The average number of adjunct faculty members who were not graduate students at research and doctoral institutions declined from 2001-2002 to 2011-12, from about five to four at both kind of institutions. At master’s-degree-granting institutions, adjunct employment went up slightly, from about four positions to 4.6 positions, while the growth in adjunct positions was greater at baccalaureate-level institutions: from about two positions to nearly four.
In a related trend, tenure-line faculty annual workloads increased slightly at research and doctoral institutions during the same period, from 4.2 courses to 4.4 courses; and 5.2 to 6.1 courses, respectively. In addition to decreased state funding, Spalter-Roth attributed that trend to the rise of external assessments in public institutions in the last decade. Wanting to boost their performance, some institutions have responded by assigning more introductory courses to senior faculty, she said. Graduate students also may be teaching more courses in some cases.

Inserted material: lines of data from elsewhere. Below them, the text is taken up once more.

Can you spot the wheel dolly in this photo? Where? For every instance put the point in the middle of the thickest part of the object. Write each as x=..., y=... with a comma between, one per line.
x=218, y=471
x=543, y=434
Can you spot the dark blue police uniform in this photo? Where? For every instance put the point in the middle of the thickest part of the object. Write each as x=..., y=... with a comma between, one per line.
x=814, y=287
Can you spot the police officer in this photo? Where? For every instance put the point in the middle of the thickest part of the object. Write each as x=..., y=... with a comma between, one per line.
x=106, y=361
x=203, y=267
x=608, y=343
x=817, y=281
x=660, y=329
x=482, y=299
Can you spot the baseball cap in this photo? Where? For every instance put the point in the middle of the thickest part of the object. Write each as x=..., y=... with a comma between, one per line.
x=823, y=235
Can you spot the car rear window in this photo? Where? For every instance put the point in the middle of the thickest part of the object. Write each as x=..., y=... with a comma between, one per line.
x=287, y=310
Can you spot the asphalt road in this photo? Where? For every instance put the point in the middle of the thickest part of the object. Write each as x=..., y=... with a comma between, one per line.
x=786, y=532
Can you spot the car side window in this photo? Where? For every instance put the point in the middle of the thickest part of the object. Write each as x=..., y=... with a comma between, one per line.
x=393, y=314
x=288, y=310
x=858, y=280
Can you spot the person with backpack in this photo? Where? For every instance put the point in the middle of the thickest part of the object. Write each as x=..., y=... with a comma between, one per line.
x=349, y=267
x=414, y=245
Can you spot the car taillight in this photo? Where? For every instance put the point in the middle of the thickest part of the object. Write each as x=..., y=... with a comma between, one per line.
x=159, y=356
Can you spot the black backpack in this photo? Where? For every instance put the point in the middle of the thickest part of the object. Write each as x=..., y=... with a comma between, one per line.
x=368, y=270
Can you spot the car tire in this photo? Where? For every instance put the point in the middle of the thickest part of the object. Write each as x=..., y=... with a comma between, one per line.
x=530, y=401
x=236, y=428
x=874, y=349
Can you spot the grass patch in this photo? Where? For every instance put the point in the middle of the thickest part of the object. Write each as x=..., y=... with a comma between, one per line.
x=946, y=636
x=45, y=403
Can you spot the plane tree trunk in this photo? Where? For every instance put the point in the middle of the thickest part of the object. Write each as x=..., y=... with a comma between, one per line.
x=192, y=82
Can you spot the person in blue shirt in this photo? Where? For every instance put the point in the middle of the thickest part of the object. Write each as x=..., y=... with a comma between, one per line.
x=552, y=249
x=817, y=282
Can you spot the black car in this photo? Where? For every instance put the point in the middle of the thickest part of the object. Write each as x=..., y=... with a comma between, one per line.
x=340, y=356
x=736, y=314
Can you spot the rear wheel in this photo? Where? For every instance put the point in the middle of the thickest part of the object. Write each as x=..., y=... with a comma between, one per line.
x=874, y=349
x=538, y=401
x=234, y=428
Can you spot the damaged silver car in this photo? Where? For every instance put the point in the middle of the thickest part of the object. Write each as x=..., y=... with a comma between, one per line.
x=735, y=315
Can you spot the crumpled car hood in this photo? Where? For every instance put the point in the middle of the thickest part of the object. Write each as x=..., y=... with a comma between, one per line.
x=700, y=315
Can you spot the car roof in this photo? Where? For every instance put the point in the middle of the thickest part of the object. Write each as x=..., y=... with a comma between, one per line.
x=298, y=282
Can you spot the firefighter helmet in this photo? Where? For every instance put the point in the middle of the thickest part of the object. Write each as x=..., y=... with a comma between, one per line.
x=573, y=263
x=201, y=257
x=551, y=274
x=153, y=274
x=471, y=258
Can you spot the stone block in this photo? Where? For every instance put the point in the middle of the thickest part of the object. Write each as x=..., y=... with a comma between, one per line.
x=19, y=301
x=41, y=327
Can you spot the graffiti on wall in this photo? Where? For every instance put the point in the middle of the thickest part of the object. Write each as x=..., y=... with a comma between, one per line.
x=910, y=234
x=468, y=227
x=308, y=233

Increased employment of adjuncts presumably helped decrease the tenure-line faculty workloads at master’s and baccalaureate institutions during that period, from 6.9 to 6.5 courses, and from seven to 6.5 courses a year, respectively.
Over all, tenure-line sociology professors saw their professor-to-student ratios increase, from about 11 to 12 majors per professor, between 2001-2 and 2011-12. There was a slight decline in the number of departments graduating at least one major over the same period, however.
There also was a slight “graying” of the faculty, the survey notes, with the most growth in the associate professor ranks. In 2001-2, departments had, on average: three full professors; two associate professors, and two assistant professors. In 2011-12, they had: 3.7 full professors, three associate professors; and 2.6 assistant professors. The study calls the distribution pattern an "inverted triangle," with more full professors than assistant professors.
Some 645 department chairs responded to the survey for the 2011-12 data set, compared to 616 institutions in 2001-2.
Spalter-Roth said the data was mostly for internal use to report on the data-driven profession, but would also be available to individual departments to report back to their institutions. The association usually surveys departments on different matters every five years, she said.
John Curtis, director of research and policy for the American Association of University professors, said via email that the results would be difficult to compare to other disciplines, as there’s no national database for such data. And while individual disciplinary associations may collect their own data on the profession, it’s not necessarily the same data over the same time period.
Spalter-Roth said she was already looking forward to the next survey a decade from now and guessed it would look much different, due to the current pace of change in academe. "People do use these data, and it's important for us to collect them, as [they do] provide some measure of the impact of major transformations happening within higher education," she said.